In the 24-week arm, patients with genotype 2 had a higher SVR and lower relapse rate than those with genotype 3 (72 percent vs. 60 percent and 6 percent vs. 10 percent, respectively).  Investigators concluded that higher, weight-based doses of ribavirin appear to be necessary to achieve similar SVR rates in genotype 3 patients. 

Multivariate analyses showed that genotype 2, less advanced fibrosis and 24 weeks of therapy were significant predictors of SVR.  Safety and rates of drug discontinuation were similar between the treatment groups.

A short-coming in conducting large community-based HCV studies such as WIN-R, as opposed to registration trials with their more intensive monitoring capabilities, is the tendency for a high rate of patients to miss their follow-up viral testing (PCR) visit 24 weeks after treatment ends due to the limited ability of many sites to conduct rigorous monitoring of patients once they have received their final treatment dose. 

In the WIN-R study overall, 13.1 percent (164/1,256) of patients in the weight-based dose group and 13.7 percent (163/1,193) of patients in the fixed-dose group who were responders at the end of treatment were lost to follow up and subsequently counted as treatment failures under a strict intent-to-treat (ITT) analysis.

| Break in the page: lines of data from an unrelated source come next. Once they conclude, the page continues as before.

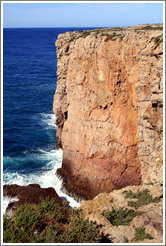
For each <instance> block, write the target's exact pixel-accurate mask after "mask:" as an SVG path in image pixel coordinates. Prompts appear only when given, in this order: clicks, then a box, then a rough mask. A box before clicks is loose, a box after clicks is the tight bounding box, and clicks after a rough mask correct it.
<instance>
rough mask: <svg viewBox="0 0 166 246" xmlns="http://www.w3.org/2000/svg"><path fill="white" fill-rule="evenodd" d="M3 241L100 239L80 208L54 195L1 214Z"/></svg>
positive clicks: (98, 232) (23, 241)
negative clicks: (54, 196) (75, 209)
mask: <svg viewBox="0 0 166 246" xmlns="http://www.w3.org/2000/svg"><path fill="white" fill-rule="evenodd" d="M3 241H4V243H96V242H102V235H100V233H99V228H98V227H97V226H96V225H95V224H92V223H90V222H89V221H88V220H84V219H83V218H82V217H81V211H78V210H72V209H70V208H69V207H68V203H66V202H64V203H63V204H62V205H59V204H57V203H56V202H55V200H54V199H51V200H49V199H47V200H45V201H42V202H41V204H39V205H34V204H25V205H21V206H20V207H19V208H18V209H17V210H16V211H15V212H13V215H12V216H11V217H9V216H8V215H4V218H3Z"/></svg>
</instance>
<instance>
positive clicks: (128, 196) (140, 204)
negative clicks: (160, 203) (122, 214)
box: [125, 189, 160, 208]
mask: <svg viewBox="0 0 166 246" xmlns="http://www.w3.org/2000/svg"><path fill="white" fill-rule="evenodd" d="M125 198H130V199H132V198H136V199H137V201H129V202H128V205H129V206H130V207H134V208H139V207H141V206H143V205H145V204H149V203H157V202H160V197H155V198H152V195H151V194H150V191H149V190H148V189H144V190H142V191H140V192H138V193H136V194H135V193H133V192H132V191H131V190H130V191H127V192H125Z"/></svg>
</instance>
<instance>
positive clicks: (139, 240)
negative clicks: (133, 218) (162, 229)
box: [132, 227, 154, 242]
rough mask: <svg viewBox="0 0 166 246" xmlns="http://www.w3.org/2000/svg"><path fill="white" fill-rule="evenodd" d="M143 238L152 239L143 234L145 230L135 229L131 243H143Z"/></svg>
mask: <svg viewBox="0 0 166 246" xmlns="http://www.w3.org/2000/svg"><path fill="white" fill-rule="evenodd" d="M145 238H147V239H154V238H153V237H152V236H151V235H150V234H149V233H146V232H145V228H141V227H138V228H135V238H134V239H133V240H132V241H134V242H136V241H143V240H144V239H145Z"/></svg>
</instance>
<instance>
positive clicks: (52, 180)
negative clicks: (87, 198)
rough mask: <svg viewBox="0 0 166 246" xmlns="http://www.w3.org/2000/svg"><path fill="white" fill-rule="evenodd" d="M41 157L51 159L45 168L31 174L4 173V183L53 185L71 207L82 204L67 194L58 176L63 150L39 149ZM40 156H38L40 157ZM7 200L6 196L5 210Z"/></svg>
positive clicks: (8, 200) (22, 184)
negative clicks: (62, 186)
mask: <svg viewBox="0 0 166 246" xmlns="http://www.w3.org/2000/svg"><path fill="white" fill-rule="evenodd" d="M39 152H40V153H39V156H40V158H44V159H46V160H49V162H48V164H47V165H46V166H44V168H43V169H42V168H41V169H40V171H38V172H36V173H31V174H26V175H25V174H20V173H17V172H15V173H5V174H4V184H18V185H28V184H32V183H36V184H39V185H40V186H41V187H42V188H48V187H53V188H54V189H55V190H56V192H57V194H58V195H59V197H61V198H62V199H65V200H68V201H69V204H70V206H71V207H78V206H79V205H80V203H79V202H77V201H76V200H74V198H72V197H70V196H68V195H67V194H65V193H64V192H63V191H62V190H61V189H62V181H61V180H60V179H59V178H58V177H57V175H55V174H56V171H57V169H58V168H60V167H61V164H62V158H63V151H62V150H61V149H59V150H51V151H49V152H47V151H44V150H40V151H39ZM39 156H38V157H39ZM7 202H9V200H7V199H6V198H5V202H4V208H3V209H4V210H5V209H6V207H7V205H6V204H7Z"/></svg>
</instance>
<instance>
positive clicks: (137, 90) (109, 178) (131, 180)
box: [53, 24, 163, 199]
mask: <svg viewBox="0 0 166 246" xmlns="http://www.w3.org/2000/svg"><path fill="white" fill-rule="evenodd" d="M162 28H163V26H162V25H155V24H154V25H140V26H133V27H128V28H106V29H96V30H90V31H82V32H75V31H74V32H67V33H64V34H60V35H59V36H58V40H57V41H56V47H57V58H58V70H57V75H58V82H57V89H56V93H55V96H54V106H53V108H54V112H55V115H56V125H57V137H58V144H59V146H61V147H62V149H63V163H62V168H61V169H59V170H58V175H60V176H61V177H62V178H63V181H64V187H65V189H66V190H67V191H68V192H69V193H70V194H71V195H73V196H75V197H77V196H78V197H80V196H81V197H83V198H84V199H92V198H94V197H95V196H96V195H98V194H99V193H102V192H111V191H113V190H115V189H120V188H122V187H126V186H128V185H140V184H142V183H149V182H153V183H155V184H161V183H162V178H163V175H162V165H163V160H162V156H163V74H162V73H163V29H162Z"/></svg>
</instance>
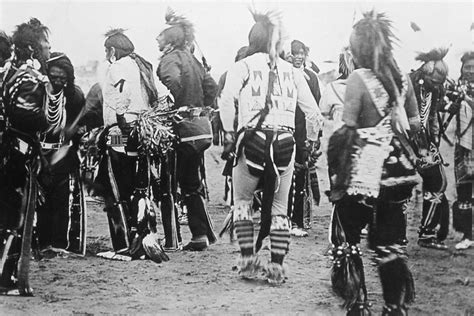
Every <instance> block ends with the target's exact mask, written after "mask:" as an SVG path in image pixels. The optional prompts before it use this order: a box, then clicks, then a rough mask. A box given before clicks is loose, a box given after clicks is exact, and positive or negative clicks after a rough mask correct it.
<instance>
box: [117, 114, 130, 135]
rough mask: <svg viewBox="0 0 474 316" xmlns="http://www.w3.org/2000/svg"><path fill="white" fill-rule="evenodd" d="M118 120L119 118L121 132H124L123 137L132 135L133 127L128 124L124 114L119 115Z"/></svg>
mask: <svg viewBox="0 0 474 316" xmlns="http://www.w3.org/2000/svg"><path fill="white" fill-rule="evenodd" d="M116 118H117V124H118V126H119V128H120V131H121V132H122V135H124V136H128V135H130V132H131V131H132V127H131V126H130V124H127V120H125V116H124V115H123V114H122V115H120V114H117V115H116Z"/></svg>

WIN-R was an investigator-initiated clinical study supported by Schering-Plough Corporation and monitored by Schering-Plough Research Institute as part of a post-marketing commitment to the U.S. Food and Drug Administration (FDA).  PegIntron and Rebetol are registered trademarks of Schering-Plough.

05/02/06

Source
Cornell/Columbia Medical Centers. WIN-R Study Demonstrates Efficacy of Shorter PEG-INTRON and REBETOL Regimen in Hepatitis C Patients with Genotype 2 or 3 Virus. Press Release. April 29, 2006.

References

1.  R S Brown, I M Jacobson, N Afdahl, and others (the WIN-R Study Group). DIFFERENCES IN TREATMENT OUTCOME TO ANTIVIRAL THERAPY BASED ON GENOTYPE AND VIRAL LOAD IN HEPATITIS C GENOTYPES 2 AND 3 IN THE WIN-R TRIAL Abstract 41 (Oral). 41^st EASL. April 26-29, 2006. Vienna, Austria.

2.  SVR is defined as undetectable virus (HCV RNA) levels 24 weeks after the end of treatment.